Getting Back To Real Life
In between a short three-day trip to Edinburgh, a few things that spilled over into weekends and a lot of catching up work-wise, most of my personal projects have been on hold for a number of weeks now, which I find terribly frustrating.
It pains me, for instance, to realize that the power meter digit reader project I wrote about last March has essentially been dead for a year, and that the ramp-up back to where I was is going to take me at least a few evenings (which I don’t have, not until vacations swing by again).
So this weekend I started small: a few tweaks to my home automation setup (mostly cleanups and a little more testing, some of which will find its way into a follow-up post), automated a couple of my day-to-day tasks in Python on my iPad (Pythonista is amazing, all the more so when you tap into its Objective-C bridge) and started working through this site’s To Do list (which is still fairly extensive).
Metadata Is A Pain
One of the things I’ve been meaning to do (besides a proper blog archive) is add OpenGraph support to allow for nicer automated sharing in social media, which given the site’s plaintext back-end requires some extra parsing and indexing to take place (I need to figure out if there is a leading image, get its size and type info, etc., as well as figuring out a few extra things).

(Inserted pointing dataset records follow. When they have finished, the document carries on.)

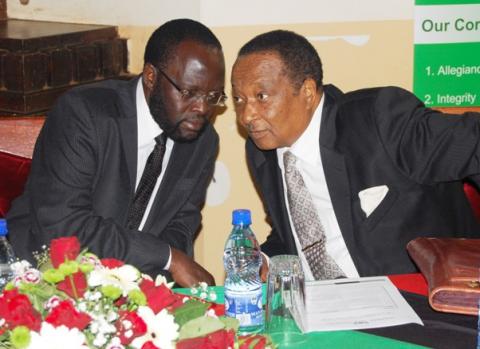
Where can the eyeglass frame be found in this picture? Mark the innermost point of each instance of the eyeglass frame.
(189, 95)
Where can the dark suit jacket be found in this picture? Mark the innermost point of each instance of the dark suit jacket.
(82, 181)
(383, 136)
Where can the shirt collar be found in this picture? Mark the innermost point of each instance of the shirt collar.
(148, 129)
(309, 140)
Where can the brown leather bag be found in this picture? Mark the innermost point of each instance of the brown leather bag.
(452, 269)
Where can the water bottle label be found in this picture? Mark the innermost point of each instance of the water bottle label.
(245, 307)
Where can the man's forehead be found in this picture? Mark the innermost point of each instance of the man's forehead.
(263, 65)
(191, 48)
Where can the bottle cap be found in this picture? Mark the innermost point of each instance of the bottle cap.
(241, 217)
(3, 227)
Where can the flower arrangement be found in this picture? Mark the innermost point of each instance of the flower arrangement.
(75, 300)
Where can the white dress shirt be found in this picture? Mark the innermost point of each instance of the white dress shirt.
(147, 130)
(309, 163)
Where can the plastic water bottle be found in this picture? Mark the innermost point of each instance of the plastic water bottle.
(7, 256)
(243, 287)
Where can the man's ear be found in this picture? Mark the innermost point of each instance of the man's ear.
(149, 76)
(309, 90)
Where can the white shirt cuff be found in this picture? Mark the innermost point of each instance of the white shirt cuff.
(167, 266)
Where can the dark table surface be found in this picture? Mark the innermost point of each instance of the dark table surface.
(440, 330)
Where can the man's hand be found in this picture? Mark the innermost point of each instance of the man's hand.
(186, 272)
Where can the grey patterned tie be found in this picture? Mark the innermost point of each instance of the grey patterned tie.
(308, 226)
(150, 174)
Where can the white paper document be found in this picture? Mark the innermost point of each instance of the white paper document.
(353, 304)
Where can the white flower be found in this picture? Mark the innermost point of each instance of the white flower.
(23, 272)
(161, 329)
(60, 337)
(123, 277)
(52, 302)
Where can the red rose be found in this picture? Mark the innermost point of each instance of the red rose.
(149, 345)
(160, 297)
(74, 285)
(64, 249)
(214, 340)
(66, 314)
(131, 322)
(111, 263)
(17, 310)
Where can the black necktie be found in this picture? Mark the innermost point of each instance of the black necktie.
(152, 170)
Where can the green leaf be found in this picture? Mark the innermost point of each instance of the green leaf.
(190, 310)
(200, 327)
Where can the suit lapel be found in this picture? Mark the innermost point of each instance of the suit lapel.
(128, 130)
(175, 186)
(335, 170)
(270, 180)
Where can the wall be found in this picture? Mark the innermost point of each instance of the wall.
(362, 44)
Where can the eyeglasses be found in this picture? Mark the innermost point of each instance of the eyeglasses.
(213, 98)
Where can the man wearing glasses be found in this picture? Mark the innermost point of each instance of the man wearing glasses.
(124, 165)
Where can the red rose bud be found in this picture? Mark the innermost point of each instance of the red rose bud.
(74, 285)
(130, 326)
(64, 249)
(150, 345)
(159, 297)
(66, 314)
(16, 310)
(111, 263)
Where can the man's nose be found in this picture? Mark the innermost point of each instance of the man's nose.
(247, 114)
(200, 104)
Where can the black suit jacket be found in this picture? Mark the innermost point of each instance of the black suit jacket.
(82, 181)
(383, 136)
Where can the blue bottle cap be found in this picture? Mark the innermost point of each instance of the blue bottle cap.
(3, 227)
(241, 217)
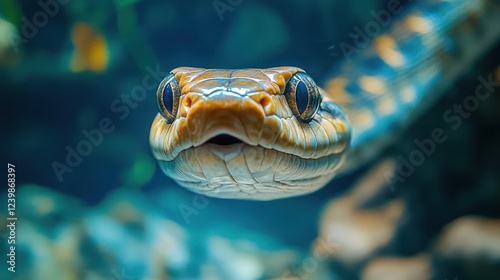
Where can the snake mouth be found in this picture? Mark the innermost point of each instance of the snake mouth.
(224, 140)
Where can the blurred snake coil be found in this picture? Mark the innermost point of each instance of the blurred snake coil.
(263, 134)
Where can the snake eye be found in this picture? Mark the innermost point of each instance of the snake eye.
(168, 97)
(302, 96)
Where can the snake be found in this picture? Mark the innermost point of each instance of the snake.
(264, 134)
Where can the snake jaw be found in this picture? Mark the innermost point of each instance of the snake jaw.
(268, 153)
(224, 113)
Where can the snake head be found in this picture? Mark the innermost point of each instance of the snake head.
(250, 134)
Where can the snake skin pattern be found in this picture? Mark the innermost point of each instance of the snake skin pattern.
(272, 133)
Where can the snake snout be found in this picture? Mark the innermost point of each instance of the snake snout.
(225, 118)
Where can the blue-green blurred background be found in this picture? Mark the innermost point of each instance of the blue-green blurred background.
(68, 72)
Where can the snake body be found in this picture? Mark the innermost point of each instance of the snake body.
(272, 133)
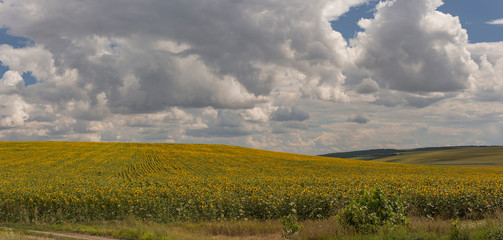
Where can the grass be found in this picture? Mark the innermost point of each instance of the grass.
(476, 156)
(491, 228)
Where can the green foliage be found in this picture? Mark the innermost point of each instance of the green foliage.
(372, 211)
(496, 234)
(456, 233)
(291, 225)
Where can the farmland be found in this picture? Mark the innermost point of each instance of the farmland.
(67, 181)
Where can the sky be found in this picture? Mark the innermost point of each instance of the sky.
(310, 77)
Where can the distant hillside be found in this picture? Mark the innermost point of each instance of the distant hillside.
(460, 156)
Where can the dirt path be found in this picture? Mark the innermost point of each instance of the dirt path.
(65, 235)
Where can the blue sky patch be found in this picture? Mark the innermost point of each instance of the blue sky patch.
(473, 16)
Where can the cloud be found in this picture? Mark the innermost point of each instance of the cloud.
(230, 71)
(487, 85)
(285, 114)
(496, 22)
(228, 123)
(368, 86)
(360, 119)
(411, 47)
(177, 53)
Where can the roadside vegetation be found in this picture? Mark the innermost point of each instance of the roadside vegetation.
(186, 191)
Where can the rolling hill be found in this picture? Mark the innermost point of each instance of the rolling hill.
(452, 156)
(79, 182)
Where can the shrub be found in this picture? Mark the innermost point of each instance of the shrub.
(372, 211)
(291, 226)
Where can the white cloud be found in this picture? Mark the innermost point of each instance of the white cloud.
(411, 47)
(230, 71)
(496, 22)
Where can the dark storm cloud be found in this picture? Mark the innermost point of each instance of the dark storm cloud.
(285, 114)
(360, 119)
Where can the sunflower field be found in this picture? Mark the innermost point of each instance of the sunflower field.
(70, 181)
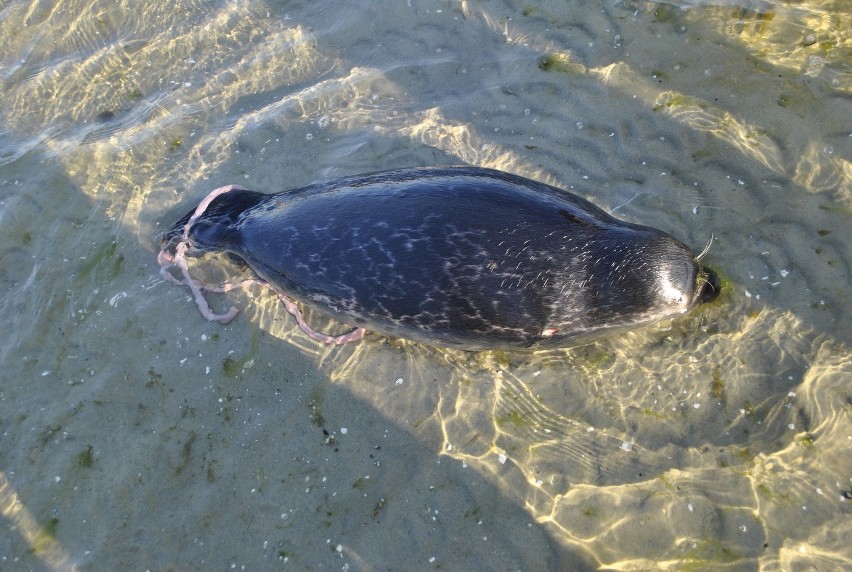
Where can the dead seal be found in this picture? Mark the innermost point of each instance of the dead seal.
(450, 256)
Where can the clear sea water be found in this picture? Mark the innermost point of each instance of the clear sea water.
(134, 435)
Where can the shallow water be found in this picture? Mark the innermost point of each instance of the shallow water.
(136, 435)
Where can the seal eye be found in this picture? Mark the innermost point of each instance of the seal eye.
(711, 285)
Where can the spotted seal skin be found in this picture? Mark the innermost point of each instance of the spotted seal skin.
(456, 256)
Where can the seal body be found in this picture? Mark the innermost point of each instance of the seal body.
(456, 256)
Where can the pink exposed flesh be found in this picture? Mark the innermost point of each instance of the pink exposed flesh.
(167, 261)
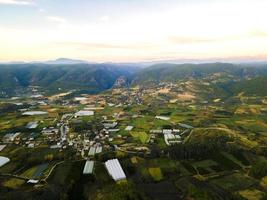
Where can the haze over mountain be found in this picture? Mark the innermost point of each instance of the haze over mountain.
(91, 78)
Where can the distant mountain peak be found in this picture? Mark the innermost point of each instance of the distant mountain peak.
(65, 61)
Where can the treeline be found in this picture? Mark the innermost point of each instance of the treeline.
(203, 149)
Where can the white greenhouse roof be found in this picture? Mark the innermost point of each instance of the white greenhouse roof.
(88, 167)
(115, 170)
(84, 113)
(3, 160)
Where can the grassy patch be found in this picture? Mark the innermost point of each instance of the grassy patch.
(235, 182)
(14, 183)
(155, 173)
(251, 194)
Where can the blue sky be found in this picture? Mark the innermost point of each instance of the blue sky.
(134, 30)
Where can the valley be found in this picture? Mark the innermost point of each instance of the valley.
(194, 134)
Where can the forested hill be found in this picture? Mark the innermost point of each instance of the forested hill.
(172, 72)
(94, 77)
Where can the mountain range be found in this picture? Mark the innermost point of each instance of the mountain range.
(70, 74)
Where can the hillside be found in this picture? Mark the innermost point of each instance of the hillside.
(91, 77)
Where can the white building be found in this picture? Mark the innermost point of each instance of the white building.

That is fine and good, but it also needs to be pushed up the stack until rendering occurs, and stored along the way in a SQLite database I use for indexing. Since I already had a simpler/legacy take on metadata, I’m refactoring it as I go along and removing unnecessary bits, so if the site breaks later in the week, then you’ll know there was something I didn’t account for in testing–but it’s going OK so far.
Down To The Metal
Since I spend too much time dealing with online stuff (including cloud infrastructure, DevOps flows and data munging), I’m looking at doing a few more hardware/IoT(ish) things for myself for the sheer fun of it, and after tossing around a few ideas I decided to go for a low-latency image processing trick that I want to try out on the Raspberry Pi.
It’s going to take time, of course, but hopefully I’ll have something to show after Christmas.